The current Centers for Disease Control and Prevention (CDC) recommendation for initial diagnosis of SARS-CoV-2 is obtaining a nasopharyngeal swab, followed by reverse transcription polymerase chain reaction (RT-PCR) testing, they explained.
 

Role of imaging in diagnosis

The researchers reported that current recommendations from the American College of Radiology (ACR) do not include chest computed tomography (CT) or chest radiography (CXR) as a upfront test to diagnose pediatric COVID-19, but they may still have a role in clinical monitoring, especially in patients with a moderate to severe disease course.

The potential benefits of utilizing radiologic evaluation, such as establishing a baseline for monitoring disease progression, must be balanced with potential drawbacks, which include radiation exposure, and reduced availability of imaging resources owing to necessary cleaning and air turnover time.
 

Recommendations for ordering imaging studies

Based on the most recent international guidelines for pediatric COVID-19 patient management, the authors developed an algorithm for performing imaging studies in suspected cases of COVID-19 pneumonia.

The purpose of the tool is to support clinical decision-making around the utilization of CXR and CT to evaluate pediatric COVID-19 pneumonia.

“The step by step algorithm addresses the selection, sequence and timing of imaging studies with multiple images illustrating key findings of COVID-19 pneumonia in the pediatric age group,” said Dr. Cataletto. “By synthesizing the available imaging case series and guidelines, this primer provides a useful tool for the practicing pulmonologist,” she explained.
 

Key recommendations: CXR

“For pediatric patients with suspected or known COVID-19 infection with moderate to severe clinical symptoms requiring hospitalization (i.e., hypoxia, moderate or severe dyspnea, signs of sepsis, shock, cardiovascular compromise, altered mentation), CXR is usually indicated to establish an imaging baseline and to assess for an alternative diagnosis,” they recommended.

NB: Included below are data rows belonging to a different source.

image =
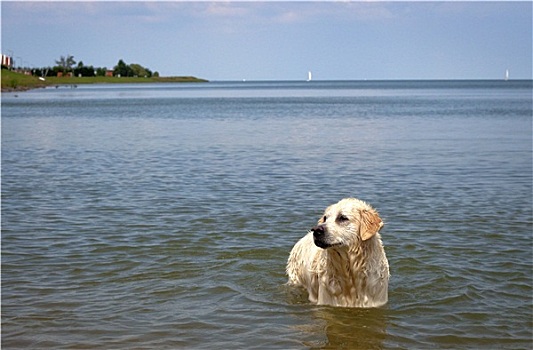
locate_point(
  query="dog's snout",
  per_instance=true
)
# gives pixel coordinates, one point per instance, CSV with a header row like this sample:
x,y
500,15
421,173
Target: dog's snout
x,y
318,231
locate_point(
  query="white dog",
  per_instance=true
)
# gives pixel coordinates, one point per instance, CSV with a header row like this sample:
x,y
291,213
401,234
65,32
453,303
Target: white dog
x,y
341,261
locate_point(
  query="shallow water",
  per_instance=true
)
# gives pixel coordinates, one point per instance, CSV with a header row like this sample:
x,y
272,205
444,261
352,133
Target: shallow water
x,y
161,216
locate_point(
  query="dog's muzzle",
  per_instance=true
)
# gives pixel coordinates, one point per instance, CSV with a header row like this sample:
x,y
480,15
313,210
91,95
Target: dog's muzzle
x,y
319,237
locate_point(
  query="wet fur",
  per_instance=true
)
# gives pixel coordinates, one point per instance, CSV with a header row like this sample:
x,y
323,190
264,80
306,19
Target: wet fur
x,y
352,270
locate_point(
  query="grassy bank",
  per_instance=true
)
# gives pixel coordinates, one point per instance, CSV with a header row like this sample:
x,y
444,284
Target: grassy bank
x,y
12,81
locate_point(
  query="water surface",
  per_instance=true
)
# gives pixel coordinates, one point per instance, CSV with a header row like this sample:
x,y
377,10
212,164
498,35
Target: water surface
x,y
162,216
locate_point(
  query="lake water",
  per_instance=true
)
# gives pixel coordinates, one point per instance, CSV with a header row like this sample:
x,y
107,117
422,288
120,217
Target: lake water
x,y
162,216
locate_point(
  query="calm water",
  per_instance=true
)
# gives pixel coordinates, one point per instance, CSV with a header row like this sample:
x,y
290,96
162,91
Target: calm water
x,y
162,216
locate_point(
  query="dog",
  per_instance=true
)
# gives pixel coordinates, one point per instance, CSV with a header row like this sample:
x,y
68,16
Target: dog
x,y
341,261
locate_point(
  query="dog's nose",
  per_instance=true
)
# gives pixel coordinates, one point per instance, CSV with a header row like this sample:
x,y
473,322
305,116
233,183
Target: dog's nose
x,y
318,231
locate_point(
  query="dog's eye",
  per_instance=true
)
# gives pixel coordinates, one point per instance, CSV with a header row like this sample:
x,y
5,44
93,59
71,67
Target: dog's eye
x,y
342,218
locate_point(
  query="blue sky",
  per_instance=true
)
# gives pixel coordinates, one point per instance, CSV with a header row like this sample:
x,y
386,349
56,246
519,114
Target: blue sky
x,y
279,40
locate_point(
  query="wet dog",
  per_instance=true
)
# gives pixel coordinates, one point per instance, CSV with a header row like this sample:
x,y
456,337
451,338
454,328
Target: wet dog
x,y
341,261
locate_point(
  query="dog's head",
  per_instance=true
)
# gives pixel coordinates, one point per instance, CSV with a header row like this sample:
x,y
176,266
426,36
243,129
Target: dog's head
x,y
346,223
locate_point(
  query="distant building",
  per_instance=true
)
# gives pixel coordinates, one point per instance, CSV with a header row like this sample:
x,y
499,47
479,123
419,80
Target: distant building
x,y
7,61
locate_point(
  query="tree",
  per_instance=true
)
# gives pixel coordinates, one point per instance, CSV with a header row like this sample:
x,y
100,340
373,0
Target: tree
x,y
66,63
123,69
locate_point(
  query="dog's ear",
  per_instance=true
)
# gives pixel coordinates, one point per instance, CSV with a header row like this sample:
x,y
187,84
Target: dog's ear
x,y
371,223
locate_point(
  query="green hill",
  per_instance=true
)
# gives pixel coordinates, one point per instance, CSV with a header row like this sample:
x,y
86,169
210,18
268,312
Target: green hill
x,y
12,81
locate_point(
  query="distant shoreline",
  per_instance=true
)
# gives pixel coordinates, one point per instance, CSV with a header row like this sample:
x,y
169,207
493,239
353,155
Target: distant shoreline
x,y
18,82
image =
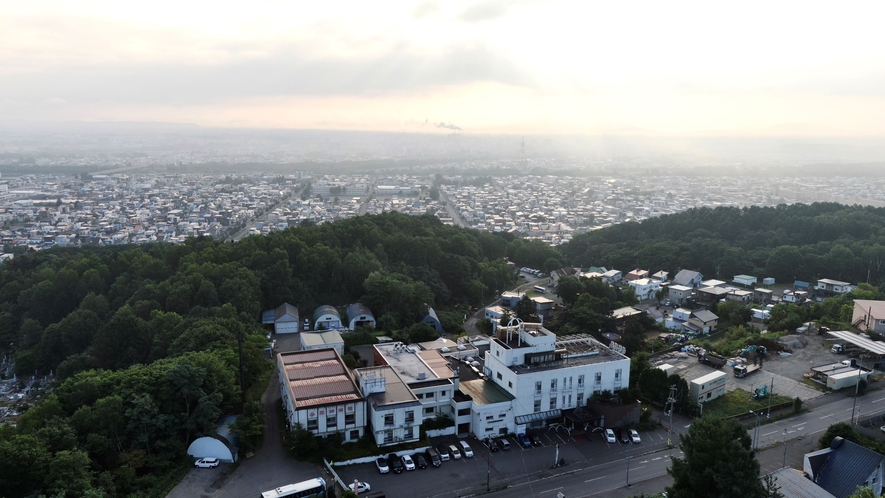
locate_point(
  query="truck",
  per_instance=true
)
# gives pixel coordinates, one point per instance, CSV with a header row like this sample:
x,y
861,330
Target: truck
x,y
742,371
712,359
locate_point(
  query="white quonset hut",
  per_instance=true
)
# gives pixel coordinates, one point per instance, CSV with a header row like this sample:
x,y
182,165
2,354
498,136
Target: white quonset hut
x,y
707,387
225,446
285,319
326,317
358,315
547,375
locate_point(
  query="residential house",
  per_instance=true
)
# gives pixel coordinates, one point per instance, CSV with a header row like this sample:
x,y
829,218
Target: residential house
x,y
432,320
359,315
746,280
869,315
687,278
319,393
636,274
679,294
644,288
844,466
286,319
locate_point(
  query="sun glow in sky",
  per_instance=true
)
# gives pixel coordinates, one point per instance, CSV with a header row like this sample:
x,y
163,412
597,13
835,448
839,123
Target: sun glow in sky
x,y
530,66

“Sequential CXRs may be helpful to assess pediatric patients with COVID-19 who demonstrate worsening clinical symptoms or to assess response to supportive therapy,” they wrote.
 

Key recommendations: CT

“Due to the increased radiation sensitivity of pediatric patients, chest CT is not recommended as an initial diagnostic test for pediatric patients with known or suspected COVID-19 pneumonia,” they explained.

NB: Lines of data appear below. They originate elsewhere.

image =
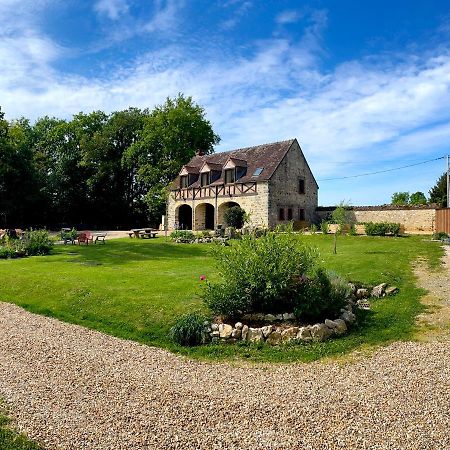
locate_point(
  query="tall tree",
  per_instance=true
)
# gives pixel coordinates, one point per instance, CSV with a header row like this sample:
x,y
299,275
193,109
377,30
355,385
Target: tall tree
x,y
400,198
172,134
418,198
438,193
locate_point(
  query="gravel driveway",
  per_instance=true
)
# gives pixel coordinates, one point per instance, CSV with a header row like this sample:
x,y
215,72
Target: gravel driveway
x,y
73,388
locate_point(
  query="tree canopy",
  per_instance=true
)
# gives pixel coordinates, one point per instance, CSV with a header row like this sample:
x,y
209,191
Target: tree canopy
x,y
97,169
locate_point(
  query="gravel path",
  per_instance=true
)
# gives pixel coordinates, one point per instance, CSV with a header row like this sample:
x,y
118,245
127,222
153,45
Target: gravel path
x,y
73,388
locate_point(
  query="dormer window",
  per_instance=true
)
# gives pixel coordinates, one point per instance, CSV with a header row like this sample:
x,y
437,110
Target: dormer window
x,y
184,181
229,176
205,178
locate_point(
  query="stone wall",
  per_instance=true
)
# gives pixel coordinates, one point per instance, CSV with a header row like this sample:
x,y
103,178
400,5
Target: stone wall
x,y
414,220
284,188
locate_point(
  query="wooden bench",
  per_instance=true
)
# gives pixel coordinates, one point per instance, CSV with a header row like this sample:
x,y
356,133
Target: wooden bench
x,y
148,234
100,237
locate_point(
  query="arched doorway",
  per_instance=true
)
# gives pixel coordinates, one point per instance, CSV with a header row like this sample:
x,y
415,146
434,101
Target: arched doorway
x,y
204,217
221,212
184,218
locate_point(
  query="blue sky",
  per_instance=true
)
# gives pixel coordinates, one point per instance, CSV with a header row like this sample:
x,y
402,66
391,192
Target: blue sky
x,y
363,86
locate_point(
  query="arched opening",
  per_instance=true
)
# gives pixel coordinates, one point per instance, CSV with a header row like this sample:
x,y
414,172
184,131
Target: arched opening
x,y
184,217
204,217
221,212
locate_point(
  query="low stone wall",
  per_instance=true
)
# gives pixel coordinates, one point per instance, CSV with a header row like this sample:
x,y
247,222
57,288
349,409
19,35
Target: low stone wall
x,y
413,219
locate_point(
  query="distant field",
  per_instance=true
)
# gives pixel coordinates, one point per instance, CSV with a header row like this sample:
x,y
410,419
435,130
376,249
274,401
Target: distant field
x,y
135,289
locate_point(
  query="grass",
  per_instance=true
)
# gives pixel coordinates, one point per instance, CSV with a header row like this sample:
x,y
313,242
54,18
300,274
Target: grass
x,y
135,289
11,440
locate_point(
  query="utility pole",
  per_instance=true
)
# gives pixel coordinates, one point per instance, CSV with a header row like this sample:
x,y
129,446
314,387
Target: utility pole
x,y
448,187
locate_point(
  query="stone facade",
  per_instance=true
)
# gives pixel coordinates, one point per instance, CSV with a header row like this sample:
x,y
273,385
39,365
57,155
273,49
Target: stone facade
x,y
413,220
198,205
284,189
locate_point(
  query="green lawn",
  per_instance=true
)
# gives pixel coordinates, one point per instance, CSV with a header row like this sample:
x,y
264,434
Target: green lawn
x,y
135,289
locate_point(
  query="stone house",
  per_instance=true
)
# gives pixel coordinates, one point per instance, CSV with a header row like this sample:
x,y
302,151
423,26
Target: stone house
x,y
271,182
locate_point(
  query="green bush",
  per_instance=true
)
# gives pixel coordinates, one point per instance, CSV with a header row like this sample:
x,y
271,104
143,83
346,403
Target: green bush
x,y
189,329
382,228
182,234
234,217
37,242
259,274
320,296
441,235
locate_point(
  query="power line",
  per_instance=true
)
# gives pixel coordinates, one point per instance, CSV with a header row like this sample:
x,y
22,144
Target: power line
x,y
382,171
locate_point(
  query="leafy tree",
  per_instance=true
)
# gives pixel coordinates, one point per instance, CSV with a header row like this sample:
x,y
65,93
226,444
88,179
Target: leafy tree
x,y
234,217
172,134
418,198
438,193
400,198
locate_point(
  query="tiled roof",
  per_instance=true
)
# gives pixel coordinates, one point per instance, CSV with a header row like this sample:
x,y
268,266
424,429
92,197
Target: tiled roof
x,y
266,156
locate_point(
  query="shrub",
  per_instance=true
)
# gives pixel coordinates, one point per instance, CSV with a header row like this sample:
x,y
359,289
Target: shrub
x,y
324,226
37,242
182,234
382,228
259,274
320,296
234,217
190,329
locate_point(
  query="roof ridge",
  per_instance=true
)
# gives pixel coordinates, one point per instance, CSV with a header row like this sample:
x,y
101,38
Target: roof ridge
x,y
251,146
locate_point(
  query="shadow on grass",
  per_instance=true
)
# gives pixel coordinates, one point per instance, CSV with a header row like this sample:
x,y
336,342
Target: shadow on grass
x,y
124,251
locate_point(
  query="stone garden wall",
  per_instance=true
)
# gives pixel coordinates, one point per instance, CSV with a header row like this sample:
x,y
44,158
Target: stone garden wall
x,y
413,219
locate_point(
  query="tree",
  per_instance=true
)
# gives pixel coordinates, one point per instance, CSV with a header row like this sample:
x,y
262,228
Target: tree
x,y
438,193
418,198
400,198
171,136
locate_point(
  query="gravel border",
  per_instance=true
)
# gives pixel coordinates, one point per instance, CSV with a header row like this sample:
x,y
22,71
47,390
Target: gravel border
x,y
74,388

The guide also included several considerations around the differential diagnosis of COVID-19 pneumonia from other pediatric lung disorders, including immune-related conditions, infectious etiologies, hematological dyscrasias, and inhalation-related lung injury.

As best practice recommendations for COVID-19 continue to evolve, the availability of practical clinical decision-making tools becomes essential to ensure optimal patient care.

No funding sources or financial disclosures were reported in the manuscript.